The active ingredient of DOXIL is doxorubicin HCl. The mechanism of action of doxorubicin HCl is thought to be related to its ability to bind DNA and inhibit nucleic acid synthesis. Cell structure studies have demonstrated rapid cell penetration and perinuclear chromatin binding, rapid inhibition of mitotic activity and nucleic acid synthesis, and induction of mutagenesis and chromosomal aberrations.


The pharmacokinetic parameters for total doxorubicin following a single dose of DOXIL infused over 30 minutes are presented in Table 8.

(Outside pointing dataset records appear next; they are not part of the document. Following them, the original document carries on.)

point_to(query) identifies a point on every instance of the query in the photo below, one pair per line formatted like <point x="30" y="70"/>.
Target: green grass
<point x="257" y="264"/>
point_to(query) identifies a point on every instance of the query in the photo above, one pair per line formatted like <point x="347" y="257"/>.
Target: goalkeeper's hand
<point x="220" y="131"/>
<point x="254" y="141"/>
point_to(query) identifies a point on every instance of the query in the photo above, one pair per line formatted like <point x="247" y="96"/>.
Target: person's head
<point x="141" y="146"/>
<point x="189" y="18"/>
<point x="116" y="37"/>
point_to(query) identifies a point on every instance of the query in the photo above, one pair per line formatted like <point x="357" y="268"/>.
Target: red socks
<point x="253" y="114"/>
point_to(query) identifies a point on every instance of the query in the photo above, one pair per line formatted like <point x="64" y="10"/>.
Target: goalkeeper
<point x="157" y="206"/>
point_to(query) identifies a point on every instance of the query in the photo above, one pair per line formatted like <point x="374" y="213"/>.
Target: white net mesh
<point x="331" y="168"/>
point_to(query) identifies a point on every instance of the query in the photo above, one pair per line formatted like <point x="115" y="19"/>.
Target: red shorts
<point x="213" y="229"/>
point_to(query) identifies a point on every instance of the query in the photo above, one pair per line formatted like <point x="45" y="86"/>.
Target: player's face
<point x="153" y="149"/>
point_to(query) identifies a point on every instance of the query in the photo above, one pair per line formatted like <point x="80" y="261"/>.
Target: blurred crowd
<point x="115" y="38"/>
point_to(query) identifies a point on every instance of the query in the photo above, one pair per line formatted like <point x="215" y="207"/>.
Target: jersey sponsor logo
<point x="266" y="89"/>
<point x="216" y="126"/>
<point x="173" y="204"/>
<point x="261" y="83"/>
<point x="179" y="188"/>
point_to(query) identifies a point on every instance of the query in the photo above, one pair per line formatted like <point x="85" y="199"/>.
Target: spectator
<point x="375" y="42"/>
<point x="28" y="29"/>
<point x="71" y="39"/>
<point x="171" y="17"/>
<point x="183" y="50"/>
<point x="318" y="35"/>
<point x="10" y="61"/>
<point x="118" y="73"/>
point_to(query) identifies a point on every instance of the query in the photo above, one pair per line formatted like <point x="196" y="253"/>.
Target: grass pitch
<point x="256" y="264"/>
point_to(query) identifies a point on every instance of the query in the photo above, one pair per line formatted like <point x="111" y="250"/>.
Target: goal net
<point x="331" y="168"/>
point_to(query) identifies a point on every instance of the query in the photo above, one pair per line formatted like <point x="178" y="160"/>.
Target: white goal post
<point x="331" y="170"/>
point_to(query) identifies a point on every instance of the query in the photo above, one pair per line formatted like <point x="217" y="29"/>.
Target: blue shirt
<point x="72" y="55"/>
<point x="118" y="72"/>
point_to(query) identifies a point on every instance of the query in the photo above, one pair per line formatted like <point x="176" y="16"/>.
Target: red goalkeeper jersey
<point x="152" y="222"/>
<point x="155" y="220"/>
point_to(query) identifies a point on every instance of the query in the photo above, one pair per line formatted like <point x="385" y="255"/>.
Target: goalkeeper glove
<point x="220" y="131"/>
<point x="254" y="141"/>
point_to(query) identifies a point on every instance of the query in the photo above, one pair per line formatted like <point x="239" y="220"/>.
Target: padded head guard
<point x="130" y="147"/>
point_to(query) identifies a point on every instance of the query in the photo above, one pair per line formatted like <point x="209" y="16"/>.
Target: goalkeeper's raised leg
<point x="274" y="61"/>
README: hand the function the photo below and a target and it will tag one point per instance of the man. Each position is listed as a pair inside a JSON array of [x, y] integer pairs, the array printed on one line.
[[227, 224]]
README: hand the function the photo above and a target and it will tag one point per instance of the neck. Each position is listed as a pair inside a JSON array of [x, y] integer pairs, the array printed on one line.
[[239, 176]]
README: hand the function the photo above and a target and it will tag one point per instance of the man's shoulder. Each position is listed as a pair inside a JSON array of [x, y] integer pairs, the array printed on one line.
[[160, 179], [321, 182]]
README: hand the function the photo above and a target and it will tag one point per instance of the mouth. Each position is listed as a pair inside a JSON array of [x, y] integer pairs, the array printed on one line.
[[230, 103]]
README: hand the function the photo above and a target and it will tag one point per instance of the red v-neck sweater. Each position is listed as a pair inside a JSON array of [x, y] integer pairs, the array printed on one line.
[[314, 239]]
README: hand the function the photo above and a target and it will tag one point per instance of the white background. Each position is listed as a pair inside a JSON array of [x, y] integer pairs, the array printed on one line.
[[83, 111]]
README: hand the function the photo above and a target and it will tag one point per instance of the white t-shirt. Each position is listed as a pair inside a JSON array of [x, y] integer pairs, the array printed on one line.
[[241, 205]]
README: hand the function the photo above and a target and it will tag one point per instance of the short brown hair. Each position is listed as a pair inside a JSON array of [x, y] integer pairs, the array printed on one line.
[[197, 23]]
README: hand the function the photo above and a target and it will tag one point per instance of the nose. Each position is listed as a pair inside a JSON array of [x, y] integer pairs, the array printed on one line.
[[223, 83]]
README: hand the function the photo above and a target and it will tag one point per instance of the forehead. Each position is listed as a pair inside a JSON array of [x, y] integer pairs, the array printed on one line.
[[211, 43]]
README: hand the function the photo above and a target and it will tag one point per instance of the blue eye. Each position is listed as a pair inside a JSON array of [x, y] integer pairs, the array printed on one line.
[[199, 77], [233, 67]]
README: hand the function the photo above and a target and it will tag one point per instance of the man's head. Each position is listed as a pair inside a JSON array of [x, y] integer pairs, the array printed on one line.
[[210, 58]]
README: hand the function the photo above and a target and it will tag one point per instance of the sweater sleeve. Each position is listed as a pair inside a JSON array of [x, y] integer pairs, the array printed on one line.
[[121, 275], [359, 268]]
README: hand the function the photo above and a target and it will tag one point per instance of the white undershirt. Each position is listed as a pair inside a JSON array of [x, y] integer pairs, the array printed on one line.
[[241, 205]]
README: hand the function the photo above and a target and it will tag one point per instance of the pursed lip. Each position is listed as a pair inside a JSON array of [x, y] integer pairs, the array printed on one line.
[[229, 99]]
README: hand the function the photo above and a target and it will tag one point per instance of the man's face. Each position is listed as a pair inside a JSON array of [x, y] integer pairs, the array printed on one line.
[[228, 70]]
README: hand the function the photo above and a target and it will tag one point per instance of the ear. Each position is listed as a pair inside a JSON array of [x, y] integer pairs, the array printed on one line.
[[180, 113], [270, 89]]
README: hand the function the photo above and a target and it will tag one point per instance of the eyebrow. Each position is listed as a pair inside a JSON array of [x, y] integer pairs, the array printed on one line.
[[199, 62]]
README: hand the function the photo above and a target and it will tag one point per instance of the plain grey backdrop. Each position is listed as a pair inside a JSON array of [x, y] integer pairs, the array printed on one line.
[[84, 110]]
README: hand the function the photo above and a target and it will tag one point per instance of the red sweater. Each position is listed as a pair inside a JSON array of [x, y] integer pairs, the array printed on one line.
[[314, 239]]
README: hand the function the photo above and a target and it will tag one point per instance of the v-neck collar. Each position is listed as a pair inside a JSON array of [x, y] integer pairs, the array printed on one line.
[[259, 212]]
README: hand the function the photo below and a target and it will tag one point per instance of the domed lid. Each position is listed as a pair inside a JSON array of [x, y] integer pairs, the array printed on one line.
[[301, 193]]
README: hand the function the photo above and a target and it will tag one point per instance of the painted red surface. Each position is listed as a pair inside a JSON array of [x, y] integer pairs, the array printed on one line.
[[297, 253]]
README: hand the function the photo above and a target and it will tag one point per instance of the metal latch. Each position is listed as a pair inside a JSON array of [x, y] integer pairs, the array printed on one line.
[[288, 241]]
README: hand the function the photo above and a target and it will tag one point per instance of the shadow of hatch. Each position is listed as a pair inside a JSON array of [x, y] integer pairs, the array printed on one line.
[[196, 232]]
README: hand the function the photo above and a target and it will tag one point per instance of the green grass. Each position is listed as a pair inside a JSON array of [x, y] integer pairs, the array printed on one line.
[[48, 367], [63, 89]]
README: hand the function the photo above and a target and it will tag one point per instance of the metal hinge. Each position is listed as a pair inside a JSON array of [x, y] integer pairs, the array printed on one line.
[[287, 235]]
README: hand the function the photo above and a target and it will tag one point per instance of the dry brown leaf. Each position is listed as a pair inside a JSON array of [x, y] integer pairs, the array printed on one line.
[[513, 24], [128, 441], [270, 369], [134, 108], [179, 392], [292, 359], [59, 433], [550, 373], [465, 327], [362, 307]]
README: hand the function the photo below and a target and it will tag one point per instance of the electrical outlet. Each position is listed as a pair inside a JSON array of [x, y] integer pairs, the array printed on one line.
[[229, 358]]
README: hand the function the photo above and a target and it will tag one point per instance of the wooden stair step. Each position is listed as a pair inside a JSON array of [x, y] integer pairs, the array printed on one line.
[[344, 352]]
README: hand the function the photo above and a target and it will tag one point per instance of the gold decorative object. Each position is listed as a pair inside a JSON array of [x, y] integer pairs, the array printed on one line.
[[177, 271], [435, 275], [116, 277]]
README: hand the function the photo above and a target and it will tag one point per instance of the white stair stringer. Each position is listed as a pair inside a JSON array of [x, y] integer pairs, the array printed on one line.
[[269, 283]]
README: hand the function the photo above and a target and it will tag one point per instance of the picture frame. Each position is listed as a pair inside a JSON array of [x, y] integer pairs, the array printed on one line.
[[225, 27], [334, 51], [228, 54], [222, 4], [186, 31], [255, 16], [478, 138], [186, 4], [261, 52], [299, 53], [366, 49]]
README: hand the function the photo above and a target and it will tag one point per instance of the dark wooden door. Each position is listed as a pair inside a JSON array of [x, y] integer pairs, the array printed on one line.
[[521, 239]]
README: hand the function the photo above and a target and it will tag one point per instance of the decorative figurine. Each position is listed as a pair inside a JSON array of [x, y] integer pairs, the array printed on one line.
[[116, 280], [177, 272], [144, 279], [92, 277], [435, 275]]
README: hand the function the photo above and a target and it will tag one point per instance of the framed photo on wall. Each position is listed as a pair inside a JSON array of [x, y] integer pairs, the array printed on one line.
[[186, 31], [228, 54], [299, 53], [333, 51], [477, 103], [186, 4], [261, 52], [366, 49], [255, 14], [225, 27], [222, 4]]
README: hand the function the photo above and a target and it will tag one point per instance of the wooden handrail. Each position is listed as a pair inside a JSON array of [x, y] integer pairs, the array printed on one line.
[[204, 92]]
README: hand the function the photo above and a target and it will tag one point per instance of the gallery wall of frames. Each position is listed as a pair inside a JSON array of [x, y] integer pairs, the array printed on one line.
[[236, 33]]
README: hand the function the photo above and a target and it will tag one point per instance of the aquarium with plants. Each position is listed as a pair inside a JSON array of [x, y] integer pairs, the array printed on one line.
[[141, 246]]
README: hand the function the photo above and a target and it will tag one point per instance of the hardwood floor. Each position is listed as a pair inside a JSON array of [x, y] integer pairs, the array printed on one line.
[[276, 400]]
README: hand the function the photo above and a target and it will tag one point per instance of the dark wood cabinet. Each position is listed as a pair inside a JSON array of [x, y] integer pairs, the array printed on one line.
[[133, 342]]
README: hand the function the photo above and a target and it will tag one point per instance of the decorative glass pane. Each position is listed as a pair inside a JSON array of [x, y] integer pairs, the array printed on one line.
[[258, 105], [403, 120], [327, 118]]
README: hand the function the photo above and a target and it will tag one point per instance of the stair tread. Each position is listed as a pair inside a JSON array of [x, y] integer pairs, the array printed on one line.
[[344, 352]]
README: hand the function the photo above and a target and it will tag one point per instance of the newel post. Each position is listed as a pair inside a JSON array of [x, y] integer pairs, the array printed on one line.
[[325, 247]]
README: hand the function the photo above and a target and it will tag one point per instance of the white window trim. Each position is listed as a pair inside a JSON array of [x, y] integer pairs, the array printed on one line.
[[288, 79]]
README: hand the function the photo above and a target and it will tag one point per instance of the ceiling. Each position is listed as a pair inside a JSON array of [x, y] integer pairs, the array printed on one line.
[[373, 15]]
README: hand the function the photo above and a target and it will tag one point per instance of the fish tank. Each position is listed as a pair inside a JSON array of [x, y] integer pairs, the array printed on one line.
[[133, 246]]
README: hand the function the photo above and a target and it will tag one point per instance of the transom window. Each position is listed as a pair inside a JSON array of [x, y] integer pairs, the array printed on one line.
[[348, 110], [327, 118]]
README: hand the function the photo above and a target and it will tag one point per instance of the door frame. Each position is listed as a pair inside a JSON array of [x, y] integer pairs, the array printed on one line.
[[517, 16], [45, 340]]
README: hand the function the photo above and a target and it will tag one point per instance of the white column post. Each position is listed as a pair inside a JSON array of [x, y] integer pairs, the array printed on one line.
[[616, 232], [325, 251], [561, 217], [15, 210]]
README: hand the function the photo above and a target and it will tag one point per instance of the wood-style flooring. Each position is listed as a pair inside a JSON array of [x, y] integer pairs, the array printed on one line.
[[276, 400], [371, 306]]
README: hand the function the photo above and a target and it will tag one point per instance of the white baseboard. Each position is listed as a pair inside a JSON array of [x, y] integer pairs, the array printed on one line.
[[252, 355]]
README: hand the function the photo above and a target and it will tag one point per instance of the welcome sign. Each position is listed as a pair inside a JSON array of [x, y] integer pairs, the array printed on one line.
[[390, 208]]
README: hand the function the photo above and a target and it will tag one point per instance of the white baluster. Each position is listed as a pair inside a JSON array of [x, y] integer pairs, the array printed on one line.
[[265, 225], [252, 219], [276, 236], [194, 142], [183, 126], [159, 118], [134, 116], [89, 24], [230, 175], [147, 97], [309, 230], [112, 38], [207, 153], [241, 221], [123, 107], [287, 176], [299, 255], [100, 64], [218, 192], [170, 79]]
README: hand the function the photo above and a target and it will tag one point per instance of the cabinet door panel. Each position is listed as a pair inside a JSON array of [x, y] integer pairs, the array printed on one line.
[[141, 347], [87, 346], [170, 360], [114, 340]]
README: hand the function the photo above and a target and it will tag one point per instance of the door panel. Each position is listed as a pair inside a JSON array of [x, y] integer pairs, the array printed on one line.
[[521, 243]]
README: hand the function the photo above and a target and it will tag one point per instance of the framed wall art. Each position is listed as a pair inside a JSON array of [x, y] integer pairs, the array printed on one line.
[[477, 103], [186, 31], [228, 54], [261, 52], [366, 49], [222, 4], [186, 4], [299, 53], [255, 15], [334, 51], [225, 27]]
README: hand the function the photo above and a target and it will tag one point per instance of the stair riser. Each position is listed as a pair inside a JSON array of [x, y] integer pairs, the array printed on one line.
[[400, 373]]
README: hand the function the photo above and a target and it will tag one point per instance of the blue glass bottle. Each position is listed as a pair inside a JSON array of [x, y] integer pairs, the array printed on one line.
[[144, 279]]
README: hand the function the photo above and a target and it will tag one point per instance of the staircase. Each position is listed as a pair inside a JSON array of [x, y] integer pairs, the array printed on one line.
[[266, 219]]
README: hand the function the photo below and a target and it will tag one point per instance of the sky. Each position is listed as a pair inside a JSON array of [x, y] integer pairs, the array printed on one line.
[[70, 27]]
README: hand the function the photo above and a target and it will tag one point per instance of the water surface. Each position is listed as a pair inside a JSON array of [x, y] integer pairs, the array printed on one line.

Table 8: Pharmacokinetic Parameters of Total Doxorubicin from DOXIL in Patients With AIDS-Related Kaposi’s Sarcoma

Parameter (units) Dose
10 mg/m² 20 mg/m²
Peak Plasma Concentration (μg/mL) 4.12 ± 0.215 8.34 ± 0.49
Plasma Clearance (L/h/m²) 0.056 ± 0.01 0.041 ± 0.004
Steady State Volume of Distribution (L/m²) 2.83 ± 0.145 2.72 ± 0.120
AUC (μg/mL•h) 277 ± 32.9 590 ± 58.7
First Phase (λ1) Half-Life (h) 4.7 ± 1.1 5.2 ± 1.4
Second Phase (λ1) Half-Life (h) 52.3 ± 5.6 55.0 ± 4.8
Mean ± Standard Error

DOXIL displayed linear pharmacokinetics over the range of 10 to 20 mg/m². Relative to DOXIL doses at or below 20 mg/m², the pharmacokinetics of total doxorubicin following a 50 mg/m² DOXIL dose are nonlinear. At this dose, the elimination half-life of DOXIL is longer and the clearance lower compared to a 20 mg/m² dose.


Direct measurement of liposomal doxorubicin shows that at least 90% of the drug (the assay used cannot quantify less than 5-10% free doxorubicin) remains liposome-encapsulated during circulation.

In contrast to doxorubicin, which displays a large volume of distribution (range 700 to 1100 L/m²), the small steady state volume of distribution of liposomal doxorubicin suggests that DOXIL is largely confined to vascular fluid. Doxorubicin becomes available after the liposomes are extravasated. Plasma protein binding of DOXIL has not been determined; the plasma protein binding of doxorubicin is approximately 70%.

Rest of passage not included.